Irvine's future is a crazy-quilt patchwork of cluttered anarchy. Fundamentalist Christian religious groups have overrun the country, as well as some very humanoid aliens that humans call Bettys. The climate is a catastrophe, and poverty is the default. Everything is a big old mess. Gabriel Riley is part of the guard service protecting a tent city of refugees camped on the White House lawn. Did he shoot the protestor? Why would the Bettys be involved? Better question: why are they here? Christian undergrounds, alien splinter factions, hallucinating mystics and apocalyptic consequences clash and counter one another. Is Gabriel Riley the savior of the human race, or is he the key to bring about its downfall?

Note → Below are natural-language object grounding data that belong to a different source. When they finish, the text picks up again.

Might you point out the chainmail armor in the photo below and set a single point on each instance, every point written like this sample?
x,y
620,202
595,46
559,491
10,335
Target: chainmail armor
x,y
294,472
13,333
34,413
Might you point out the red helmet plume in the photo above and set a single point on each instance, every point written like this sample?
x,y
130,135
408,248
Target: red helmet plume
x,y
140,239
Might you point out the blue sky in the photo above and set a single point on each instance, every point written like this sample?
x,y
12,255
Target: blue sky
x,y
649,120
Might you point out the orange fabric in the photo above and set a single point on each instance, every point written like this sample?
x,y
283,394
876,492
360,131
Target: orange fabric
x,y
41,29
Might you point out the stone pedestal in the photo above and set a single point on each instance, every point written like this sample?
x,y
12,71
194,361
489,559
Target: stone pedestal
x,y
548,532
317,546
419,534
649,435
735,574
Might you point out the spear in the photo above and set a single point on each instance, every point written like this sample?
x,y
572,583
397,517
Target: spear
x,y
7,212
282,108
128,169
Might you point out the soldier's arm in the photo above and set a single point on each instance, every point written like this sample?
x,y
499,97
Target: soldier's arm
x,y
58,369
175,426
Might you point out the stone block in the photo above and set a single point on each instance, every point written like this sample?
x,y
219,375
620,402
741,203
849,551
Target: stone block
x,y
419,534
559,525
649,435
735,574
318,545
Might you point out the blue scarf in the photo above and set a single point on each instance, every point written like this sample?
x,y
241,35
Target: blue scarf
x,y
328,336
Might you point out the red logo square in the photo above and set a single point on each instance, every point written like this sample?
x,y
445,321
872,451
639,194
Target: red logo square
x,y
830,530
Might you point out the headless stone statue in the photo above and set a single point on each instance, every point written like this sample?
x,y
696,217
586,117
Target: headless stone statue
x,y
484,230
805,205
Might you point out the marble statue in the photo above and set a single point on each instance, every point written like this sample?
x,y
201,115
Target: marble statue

Irvine lets his story unfold from the vantage point of Riley's wife, Zena, a Betty that calls itself The Counselor, a hallucinating Christian mystic named Truman Throckmorton, and Nate Drinkwater, an ordinary guy who finds himself in the middle of an arcane plot. First Zena and the Betty tell their stories in the first person. Irvine follows these passages with Truman's, then Nate's, both told in the third person. He's remarkably successful at creating four very individual and unique voices. Each speaker brings a different understanding of what is happening, and adds to the story that precedes it, even when they contradict one another.

Irvine's world of the future is incredibly entertaining. It’s spiky, familiar and unutterably alien, and not just because aliens have arrived on the earth. The chaos that surrounds us today has seemingly overtaken us. The United States is no longer united. It's a fractured, Balkanized mess. The characters cross paths, but the paths don't converge. The plots intersect one another, but they don't join. Occasionally, this technique succeeds only in frustrating the reader's attempt to understand, but as the book progresses the details begin to create fascinating interference patterns. It's as if by laying one screen on top of another, you could eventually form a picture. Upon finishing the second portion, readers will want to re-read the first and the second. Upon reading the third section, the reader will want to re-read the first three sections, and upon finishing the book, the reader will want to re-read the whole shebang.

Irvine's prose is chameleonic, adapting itself to the teller and the tale. From the stilted voice of the Counselor to the free-flowing visions of Truman Throckmorton, Irvine shifts color and tone effortlessly. And his world is truly a wonder to behold, so bursting with life that readers will be able to visit rooms, sewers and scenes long after they’ve finished the novel.

Whether they'll understand precisely what transpired is another matter entirely. 'The Life of Riley' piles up contradictions, misunderstandings, lies, damn lies and politics into a pixilated vision of our future, and feeling trumps understanding. Irvine embraces the chaos of the present with an unbridled enthusiasm, and he distills it into intoxicating prose liquor. 'The Life of Riley' is intriguing, exciting, and enigmatic. The real mystery here is how a novel so small on the outside can seem so much bigger on the inside. Irvine layers understanding and misunderstanding, lies and truths, the large and the small. Slot them together, one on top of another, and shine your brightest light through the story. Every layer adds color and complicates the picture. And in the end, you know much more than you were told.